The third NFU member on the panel is Tony Straathof, a livestock, crops, and maple syrup farmer in Renfrew County and a director of NFU Ontario, who commented, “I look forward to working with this dynamic group. The prison farm program was an integral part of prisoner rehabilitation and preparation for re-entry back into society and provided prisoners with the soft skills needed for employment, such as showing up on time, cooperation with coworkers, and completing tasks. Caring for animals also provides a therapeutic effect and may allow inmates to work through issues that led to incarceration.”

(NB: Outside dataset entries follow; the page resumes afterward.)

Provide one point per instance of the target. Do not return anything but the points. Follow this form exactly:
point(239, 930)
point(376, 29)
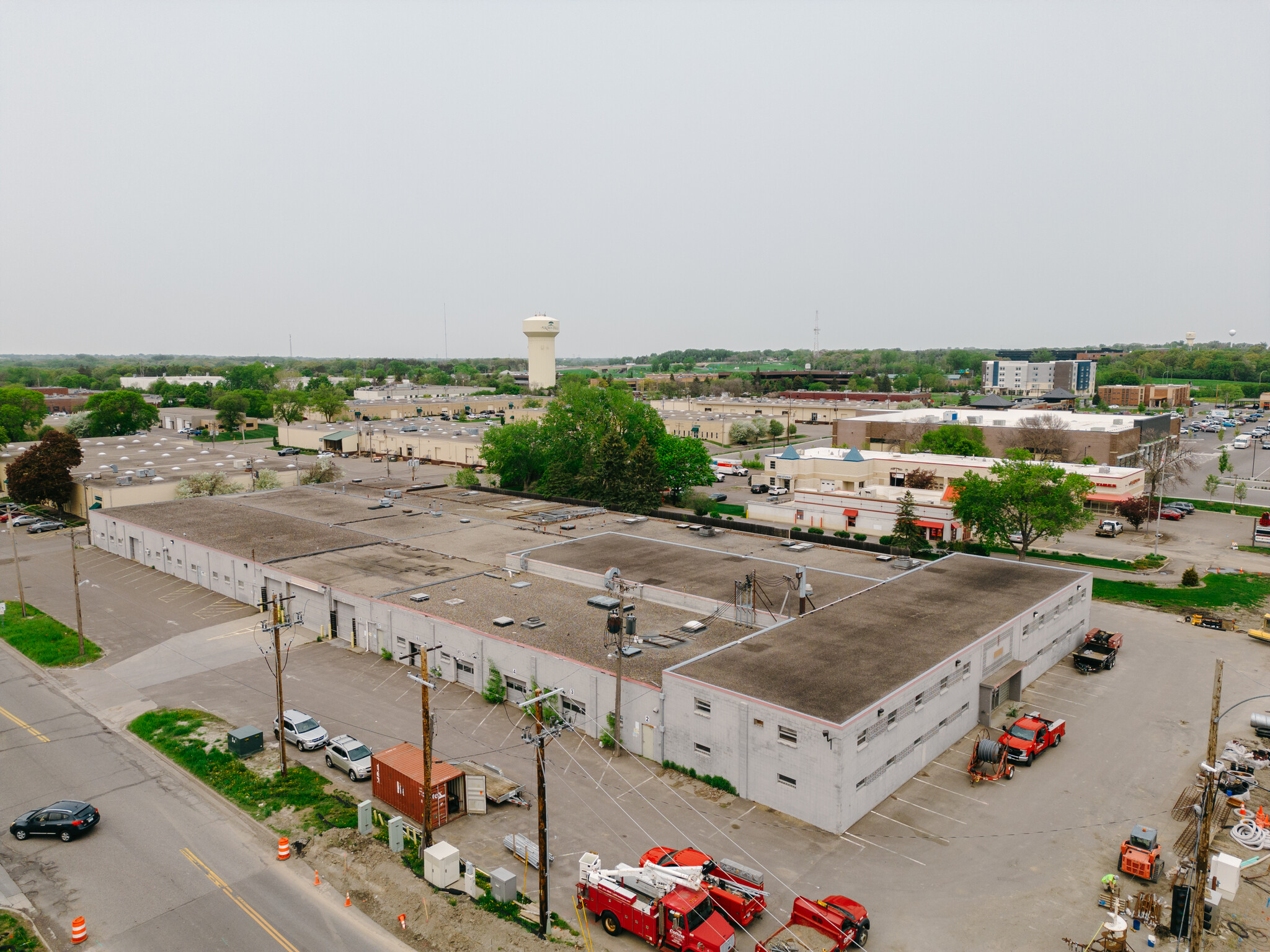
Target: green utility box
point(246, 741)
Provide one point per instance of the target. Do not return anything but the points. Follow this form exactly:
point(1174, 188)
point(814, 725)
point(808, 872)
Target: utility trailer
point(1098, 651)
point(737, 890)
point(668, 908)
point(832, 924)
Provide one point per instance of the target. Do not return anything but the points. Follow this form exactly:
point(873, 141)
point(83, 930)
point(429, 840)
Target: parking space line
point(916, 829)
point(950, 791)
point(929, 810)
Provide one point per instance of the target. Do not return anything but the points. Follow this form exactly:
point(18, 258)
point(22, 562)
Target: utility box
point(502, 885)
point(441, 865)
point(246, 741)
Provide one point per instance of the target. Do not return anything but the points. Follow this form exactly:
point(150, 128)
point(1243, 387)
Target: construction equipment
point(988, 760)
point(667, 907)
point(1140, 855)
point(735, 890)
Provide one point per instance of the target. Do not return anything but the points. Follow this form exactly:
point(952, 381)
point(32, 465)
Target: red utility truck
point(737, 890)
point(1030, 735)
point(667, 907)
point(841, 920)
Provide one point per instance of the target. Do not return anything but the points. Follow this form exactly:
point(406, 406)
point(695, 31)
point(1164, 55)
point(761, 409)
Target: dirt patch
point(384, 889)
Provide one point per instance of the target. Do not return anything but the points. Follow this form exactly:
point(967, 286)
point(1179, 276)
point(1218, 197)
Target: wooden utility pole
point(539, 744)
point(1206, 824)
point(13, 539)
point(79, 615)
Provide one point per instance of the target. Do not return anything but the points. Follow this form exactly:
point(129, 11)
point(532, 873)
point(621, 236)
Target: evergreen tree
point(907, 532)
point(644, 479)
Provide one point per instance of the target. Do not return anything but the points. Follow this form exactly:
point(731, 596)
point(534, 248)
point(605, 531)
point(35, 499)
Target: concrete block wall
point(384, 625)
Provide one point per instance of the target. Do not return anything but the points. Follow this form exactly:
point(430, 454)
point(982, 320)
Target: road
point(171, 866)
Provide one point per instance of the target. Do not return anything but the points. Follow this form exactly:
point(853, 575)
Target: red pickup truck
point(841, 920)
point(737, 890)
point(1030, 735)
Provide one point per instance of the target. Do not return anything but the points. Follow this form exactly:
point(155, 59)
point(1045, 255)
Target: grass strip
point(1248, 591)
point(169, 731)
point(45, 640)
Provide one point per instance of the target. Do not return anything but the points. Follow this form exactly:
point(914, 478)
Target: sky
point(414, 179)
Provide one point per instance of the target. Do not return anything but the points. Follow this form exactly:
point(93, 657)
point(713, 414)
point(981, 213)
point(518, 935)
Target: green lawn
point(169, 729)
point(45, 640)
point(1246, 592)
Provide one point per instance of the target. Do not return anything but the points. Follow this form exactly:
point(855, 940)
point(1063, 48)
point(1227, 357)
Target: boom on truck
point(667, 907)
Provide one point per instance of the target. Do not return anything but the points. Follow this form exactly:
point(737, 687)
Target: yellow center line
point(23, 724)
point(259, 919)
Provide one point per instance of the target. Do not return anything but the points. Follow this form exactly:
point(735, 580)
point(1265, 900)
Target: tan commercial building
point(848, 490)
point(1148, 395)
point(1110, 439)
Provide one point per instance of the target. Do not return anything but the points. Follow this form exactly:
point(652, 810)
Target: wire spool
point(990, 751)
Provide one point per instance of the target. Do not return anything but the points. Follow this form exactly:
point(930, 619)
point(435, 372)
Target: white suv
point(351, 756)
point(301, 730)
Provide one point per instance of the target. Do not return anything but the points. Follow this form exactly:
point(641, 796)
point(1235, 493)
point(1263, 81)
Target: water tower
point(541, 332)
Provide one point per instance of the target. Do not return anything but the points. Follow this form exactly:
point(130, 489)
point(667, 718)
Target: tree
point(206, 484)
point(230, 412)
point(1135, 511)
point(1047, 436)
point(953, 439)
point(20, 409)
point(42, 474)
point(118, 413)
point(682, 462)
point(1023, 499)
point(328, 402)
point(907, 532)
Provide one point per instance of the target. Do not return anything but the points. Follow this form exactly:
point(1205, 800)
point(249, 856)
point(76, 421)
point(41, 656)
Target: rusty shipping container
point(397, 778)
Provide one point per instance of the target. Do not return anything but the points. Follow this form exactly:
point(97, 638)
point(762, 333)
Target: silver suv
point(351, 756)
point(301, 730)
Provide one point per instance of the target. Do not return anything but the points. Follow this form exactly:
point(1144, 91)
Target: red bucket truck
point(735, 890)
point(668, 908)
point(833, 924)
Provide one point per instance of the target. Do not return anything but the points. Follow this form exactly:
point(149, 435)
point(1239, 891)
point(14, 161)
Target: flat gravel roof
point(840, 660)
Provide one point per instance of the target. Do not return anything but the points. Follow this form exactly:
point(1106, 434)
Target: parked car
point(301, 730)
point(351, 756)
point(64, 819)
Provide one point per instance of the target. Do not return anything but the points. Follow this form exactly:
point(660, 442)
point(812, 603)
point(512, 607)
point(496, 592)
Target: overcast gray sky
point(211, 177)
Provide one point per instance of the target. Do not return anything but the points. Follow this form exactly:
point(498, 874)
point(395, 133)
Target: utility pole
point(1206, 826)
point(79, 615)
point(13, 539)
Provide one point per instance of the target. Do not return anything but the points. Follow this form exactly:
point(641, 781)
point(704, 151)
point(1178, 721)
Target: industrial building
point(1110, 439)
point(837, 489)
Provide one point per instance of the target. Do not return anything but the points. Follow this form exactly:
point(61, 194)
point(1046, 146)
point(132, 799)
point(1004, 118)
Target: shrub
point(495, 690)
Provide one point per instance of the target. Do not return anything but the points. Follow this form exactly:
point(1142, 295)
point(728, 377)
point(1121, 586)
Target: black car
point(64, 819)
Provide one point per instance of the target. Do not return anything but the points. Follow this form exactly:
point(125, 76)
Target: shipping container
point(397, 778)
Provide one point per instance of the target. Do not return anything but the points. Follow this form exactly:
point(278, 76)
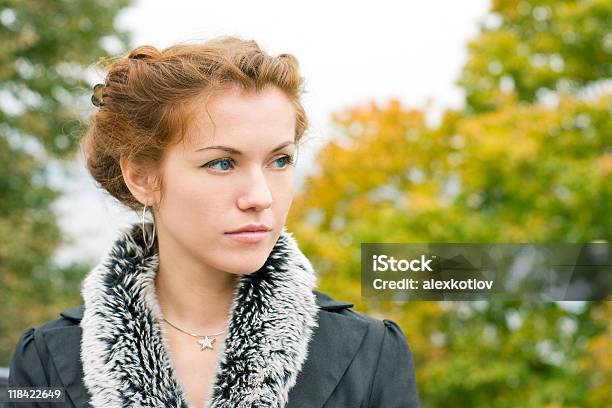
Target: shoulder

Should the farms be restored, they will be run by CORCAN, a rehabilitation program of CSC, providing offenders with employment and employability skills training. The advisory panel will work with community stakeholders to assist CORCAN “to better understand farm industry operations, explore new business ideas, and promote partnerships to provide employment opportunities for released offenders.”
The other members of the panel are: Bridget Doherty, of the Sisters of Providence of St. Vincent de Paul; Catherine Latimer, executive director of the John Howard Society of Canada; Alex Ross, a Kingston school board trustee and vice-president of the board of KEYS Job Centre, Kingston; and Bruce Vandenberg, a goat and sheep farmer and cheese processor in the Lindsay area.